I'm a big fan and also a heavy user of AWS especially S3, EC2, and naturally, RDS. In every point in time I have several dozens of AWS machines running for me out there in the East region, and in some cases when we do some special benchmarks and tests, number of EC2 and RDS machines can easily reach 3-digit. As I said, I'm a fan...
A few quotes I was able to catch and document on my laptop, on my laps...:
"When you develop an app for facebook, you must be prepared (and be afraid) that to your party, not noone will show up, but everybody will show up!"So true! Simple and true. We all want to succeed, to have success with our app. We have to think about scaling from day 1.
"Database was bottleneck for building of sophisticated apps. This is no longer the case when building DynamoDB".The quote above was about DynamoDB which is an excellent new NoSQL service by AWS. But we all can think about YesSQL databases and hope and wish and make it the same. Databases, good old RDBMSs, are great for applications, they offload a lot of complexity, SQL is a rich language and API to access data, it leverages existing skills and it allows ACID. RDBMSs also should not be a bottleneck for building of sophisticated apps! They should be able to scale.
"How people really want to interact w the database? not by 'how many servers' but with 'give me a DB to handle 1000 reads, 10000 writes'. That's all. Users want a situation when you cannot run out of space, you cannot run out of capacity."Inspiring. I couldn't agree more. A service is a good service when it hides away all complexities, gives me a URL and, boom, everything works. AWS are getting there no doubt, and whoever provides a product or a service (including myself...), should work according to this quote!
"RDS has 2 push button scaling: Scale-Up or Scale-Out, read replica, or, sharding... 'have the applicaiton go to the right shard'"This is a quote said in the excellent Solutions track seminar "Building scalable database application with Amazon RDS". As I said, RDS is an excellent service. It's capacity to be a "service" and being automatically tuned, backed-up, upgraded, etc. - is impressive. The ability to ensure transparent high availability across Availability Zones (Multi-AZ) and have read-replica(s) set up with a click is no less than phenomenal. However in the scale-out department I think the solution is good, but not excellent. The support for read replica is great but it covers only the transportation of the data between the databases. it leaves the application with 2 or more IP addresses to deal with, route reads and writes, handle replication lag consistency and so on. In the sharding department, it's even less complete as, while I can spawn RDS servers as much as I like, the application need to do all the command routing to the right shard and also handle the transportation of the data. It's quite far from the vision I see in the 3rd quote above, quoted and inspired from Dr. Werner Vogels. I think this good service by AWS can can be completed to become and excellent service with a 3rd party products, such as ScaleBase.

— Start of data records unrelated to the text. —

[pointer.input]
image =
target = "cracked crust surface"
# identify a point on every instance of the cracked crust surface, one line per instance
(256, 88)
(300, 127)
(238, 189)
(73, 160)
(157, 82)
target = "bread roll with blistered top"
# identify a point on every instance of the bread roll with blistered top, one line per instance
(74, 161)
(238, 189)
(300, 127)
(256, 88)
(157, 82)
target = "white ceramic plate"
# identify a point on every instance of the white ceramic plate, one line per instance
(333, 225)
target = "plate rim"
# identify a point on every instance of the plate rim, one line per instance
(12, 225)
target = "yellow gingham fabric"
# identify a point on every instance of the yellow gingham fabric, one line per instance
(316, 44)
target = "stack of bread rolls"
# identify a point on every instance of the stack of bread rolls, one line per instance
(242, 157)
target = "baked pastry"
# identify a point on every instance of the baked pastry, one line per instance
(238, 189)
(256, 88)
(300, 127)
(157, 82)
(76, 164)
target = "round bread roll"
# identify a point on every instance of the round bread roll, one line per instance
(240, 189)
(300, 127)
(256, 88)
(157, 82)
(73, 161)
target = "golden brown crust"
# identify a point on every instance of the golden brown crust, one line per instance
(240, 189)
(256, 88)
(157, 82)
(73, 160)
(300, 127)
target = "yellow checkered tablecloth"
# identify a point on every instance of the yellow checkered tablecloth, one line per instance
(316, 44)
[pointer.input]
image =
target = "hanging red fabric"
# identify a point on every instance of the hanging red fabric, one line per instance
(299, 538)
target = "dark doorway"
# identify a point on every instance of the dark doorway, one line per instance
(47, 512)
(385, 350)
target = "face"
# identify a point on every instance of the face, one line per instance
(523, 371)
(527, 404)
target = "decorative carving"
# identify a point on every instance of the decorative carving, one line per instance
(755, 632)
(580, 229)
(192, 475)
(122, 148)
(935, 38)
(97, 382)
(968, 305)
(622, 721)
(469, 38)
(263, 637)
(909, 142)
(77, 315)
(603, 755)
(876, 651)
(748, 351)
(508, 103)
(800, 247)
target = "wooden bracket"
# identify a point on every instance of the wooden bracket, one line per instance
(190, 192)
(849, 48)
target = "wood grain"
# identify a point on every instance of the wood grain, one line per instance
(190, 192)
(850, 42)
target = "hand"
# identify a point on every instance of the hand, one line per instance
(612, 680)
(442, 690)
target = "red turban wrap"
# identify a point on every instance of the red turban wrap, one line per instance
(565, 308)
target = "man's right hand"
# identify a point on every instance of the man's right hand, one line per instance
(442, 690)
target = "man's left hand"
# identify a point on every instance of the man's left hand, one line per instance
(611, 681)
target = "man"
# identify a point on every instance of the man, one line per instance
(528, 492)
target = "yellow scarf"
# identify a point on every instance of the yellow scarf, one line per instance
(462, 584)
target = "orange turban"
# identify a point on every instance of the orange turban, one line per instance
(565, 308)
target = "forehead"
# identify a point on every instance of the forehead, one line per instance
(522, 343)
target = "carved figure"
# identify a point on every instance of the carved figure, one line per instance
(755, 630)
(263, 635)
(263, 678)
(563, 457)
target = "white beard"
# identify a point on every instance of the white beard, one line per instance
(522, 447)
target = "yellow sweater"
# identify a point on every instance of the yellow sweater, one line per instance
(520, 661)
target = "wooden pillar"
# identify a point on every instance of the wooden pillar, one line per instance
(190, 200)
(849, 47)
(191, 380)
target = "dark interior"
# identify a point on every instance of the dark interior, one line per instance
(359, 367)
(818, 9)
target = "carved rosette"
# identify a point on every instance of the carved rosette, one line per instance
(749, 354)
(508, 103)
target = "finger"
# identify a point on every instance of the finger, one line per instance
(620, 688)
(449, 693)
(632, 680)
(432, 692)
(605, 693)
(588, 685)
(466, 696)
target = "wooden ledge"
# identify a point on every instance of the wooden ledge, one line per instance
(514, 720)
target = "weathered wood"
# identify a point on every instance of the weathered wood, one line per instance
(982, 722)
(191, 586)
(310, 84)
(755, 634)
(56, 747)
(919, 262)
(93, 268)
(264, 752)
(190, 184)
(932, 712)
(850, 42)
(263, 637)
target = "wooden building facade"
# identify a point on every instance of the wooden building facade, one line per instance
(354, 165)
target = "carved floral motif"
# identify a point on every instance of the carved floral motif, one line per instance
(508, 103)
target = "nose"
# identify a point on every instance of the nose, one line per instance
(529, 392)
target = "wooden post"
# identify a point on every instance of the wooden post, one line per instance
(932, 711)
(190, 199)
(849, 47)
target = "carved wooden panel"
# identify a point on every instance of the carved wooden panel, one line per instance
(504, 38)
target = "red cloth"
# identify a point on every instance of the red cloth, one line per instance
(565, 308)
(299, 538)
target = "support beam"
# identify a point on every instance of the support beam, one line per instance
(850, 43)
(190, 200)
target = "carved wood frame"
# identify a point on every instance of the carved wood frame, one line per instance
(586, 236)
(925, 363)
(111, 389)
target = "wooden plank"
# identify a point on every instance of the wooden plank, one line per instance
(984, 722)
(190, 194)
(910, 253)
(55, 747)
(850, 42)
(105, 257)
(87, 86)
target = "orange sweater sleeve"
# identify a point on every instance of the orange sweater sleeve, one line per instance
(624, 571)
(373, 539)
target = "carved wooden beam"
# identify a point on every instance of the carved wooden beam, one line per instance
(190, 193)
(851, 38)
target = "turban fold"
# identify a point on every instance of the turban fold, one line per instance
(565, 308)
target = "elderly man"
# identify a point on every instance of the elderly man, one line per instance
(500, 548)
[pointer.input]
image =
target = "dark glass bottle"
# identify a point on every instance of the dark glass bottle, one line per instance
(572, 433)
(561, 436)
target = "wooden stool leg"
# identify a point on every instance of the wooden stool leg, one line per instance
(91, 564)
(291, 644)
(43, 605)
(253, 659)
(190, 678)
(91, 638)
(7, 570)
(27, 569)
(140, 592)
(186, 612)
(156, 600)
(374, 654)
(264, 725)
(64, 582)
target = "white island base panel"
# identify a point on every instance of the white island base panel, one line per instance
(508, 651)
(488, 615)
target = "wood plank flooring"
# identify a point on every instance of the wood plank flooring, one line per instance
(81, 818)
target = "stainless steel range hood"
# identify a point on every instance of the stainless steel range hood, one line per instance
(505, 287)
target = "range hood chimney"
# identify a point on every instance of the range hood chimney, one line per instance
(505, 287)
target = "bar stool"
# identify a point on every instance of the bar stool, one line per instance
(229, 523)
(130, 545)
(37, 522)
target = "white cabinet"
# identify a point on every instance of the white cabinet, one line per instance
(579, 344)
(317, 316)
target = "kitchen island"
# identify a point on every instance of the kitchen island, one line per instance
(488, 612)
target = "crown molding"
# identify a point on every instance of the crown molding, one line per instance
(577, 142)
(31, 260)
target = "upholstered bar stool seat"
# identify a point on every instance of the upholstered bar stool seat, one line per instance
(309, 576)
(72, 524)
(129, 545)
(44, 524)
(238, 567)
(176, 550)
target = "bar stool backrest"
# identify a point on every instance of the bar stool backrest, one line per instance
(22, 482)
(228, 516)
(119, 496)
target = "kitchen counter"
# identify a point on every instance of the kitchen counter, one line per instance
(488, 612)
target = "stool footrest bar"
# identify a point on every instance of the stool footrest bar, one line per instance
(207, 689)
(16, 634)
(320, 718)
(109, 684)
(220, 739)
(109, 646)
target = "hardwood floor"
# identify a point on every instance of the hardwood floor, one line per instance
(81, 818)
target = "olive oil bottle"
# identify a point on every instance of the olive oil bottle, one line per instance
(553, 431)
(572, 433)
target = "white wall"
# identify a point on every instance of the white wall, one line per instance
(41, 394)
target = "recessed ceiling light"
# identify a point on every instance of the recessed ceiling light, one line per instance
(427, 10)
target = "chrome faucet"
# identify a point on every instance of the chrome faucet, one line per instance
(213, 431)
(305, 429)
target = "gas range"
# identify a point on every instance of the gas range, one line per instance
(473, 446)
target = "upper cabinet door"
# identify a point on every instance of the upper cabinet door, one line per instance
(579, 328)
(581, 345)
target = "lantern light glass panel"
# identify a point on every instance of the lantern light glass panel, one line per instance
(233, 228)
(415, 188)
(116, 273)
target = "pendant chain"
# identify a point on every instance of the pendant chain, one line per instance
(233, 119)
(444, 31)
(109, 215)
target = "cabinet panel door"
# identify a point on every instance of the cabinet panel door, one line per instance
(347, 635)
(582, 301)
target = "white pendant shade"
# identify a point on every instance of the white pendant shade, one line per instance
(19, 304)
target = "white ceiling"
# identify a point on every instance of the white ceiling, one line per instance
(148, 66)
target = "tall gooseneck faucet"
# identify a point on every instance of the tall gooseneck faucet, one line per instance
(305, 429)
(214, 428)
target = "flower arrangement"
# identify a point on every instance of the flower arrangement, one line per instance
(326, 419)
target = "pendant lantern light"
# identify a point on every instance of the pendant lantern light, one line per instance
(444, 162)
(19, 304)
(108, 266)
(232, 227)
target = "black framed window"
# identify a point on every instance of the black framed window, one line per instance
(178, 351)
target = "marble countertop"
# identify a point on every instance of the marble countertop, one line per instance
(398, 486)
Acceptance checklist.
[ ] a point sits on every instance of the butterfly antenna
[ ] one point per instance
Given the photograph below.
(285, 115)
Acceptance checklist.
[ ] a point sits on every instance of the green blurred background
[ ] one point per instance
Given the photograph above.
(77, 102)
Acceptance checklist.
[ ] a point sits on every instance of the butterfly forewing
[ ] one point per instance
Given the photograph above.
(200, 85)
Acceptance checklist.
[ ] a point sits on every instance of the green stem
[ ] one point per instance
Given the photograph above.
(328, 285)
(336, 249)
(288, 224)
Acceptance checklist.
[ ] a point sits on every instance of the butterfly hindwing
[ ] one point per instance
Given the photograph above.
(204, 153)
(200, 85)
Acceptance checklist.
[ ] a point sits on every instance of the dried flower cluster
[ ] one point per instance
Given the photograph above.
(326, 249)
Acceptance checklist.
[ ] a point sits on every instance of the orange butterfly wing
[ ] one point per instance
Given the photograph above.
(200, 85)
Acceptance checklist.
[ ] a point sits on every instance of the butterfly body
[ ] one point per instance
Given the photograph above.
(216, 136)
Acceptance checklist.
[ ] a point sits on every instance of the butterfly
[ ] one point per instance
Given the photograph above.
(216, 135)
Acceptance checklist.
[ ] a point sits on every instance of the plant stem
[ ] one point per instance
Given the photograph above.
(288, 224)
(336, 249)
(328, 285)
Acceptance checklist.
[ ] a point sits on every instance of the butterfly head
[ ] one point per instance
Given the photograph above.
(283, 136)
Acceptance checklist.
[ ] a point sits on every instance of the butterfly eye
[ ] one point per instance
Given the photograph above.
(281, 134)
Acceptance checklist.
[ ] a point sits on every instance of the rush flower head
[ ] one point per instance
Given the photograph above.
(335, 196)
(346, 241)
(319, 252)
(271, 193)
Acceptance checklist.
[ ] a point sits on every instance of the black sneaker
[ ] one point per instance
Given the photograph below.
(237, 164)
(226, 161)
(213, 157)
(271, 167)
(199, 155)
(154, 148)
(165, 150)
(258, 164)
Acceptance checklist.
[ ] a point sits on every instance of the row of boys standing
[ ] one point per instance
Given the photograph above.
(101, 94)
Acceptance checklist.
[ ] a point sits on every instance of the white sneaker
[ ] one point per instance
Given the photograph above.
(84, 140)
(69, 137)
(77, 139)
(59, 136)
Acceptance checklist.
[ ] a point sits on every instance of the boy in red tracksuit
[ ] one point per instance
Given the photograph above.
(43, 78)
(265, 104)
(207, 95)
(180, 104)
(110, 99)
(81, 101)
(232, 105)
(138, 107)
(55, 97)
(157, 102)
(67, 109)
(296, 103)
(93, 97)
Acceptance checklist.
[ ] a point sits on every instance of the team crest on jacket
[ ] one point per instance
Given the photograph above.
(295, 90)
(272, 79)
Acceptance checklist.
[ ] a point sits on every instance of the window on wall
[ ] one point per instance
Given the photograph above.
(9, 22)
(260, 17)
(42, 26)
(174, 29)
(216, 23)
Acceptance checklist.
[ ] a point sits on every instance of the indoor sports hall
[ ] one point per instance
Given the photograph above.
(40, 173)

In addition to the above quotes, I enjoyed hearing a good scale-out case study from Pinterest (http://pinterest.com), who invested in sharding themselves over almost 70 RDS databases. See here a good article about Pinterest's case: http://www.itworld.com/software/269670/amazon-cloud-set-stage-rapid-pinterest-growth
I just love those case studies. Every one of those, especially by my prospects, customers, partners, makes me much smarter and my products much much better. If you have a scale-out story - don't be shy to share!!
A quick update: Look at this article, http://econsultancy.com/us/blog/9669-amazon-s-cto-highlights-seven-transformations-cloud-services-will-enable. Search for the "Transformation three: We're moving from scaling by architecture to scaling by command". Good statement about database scale-out.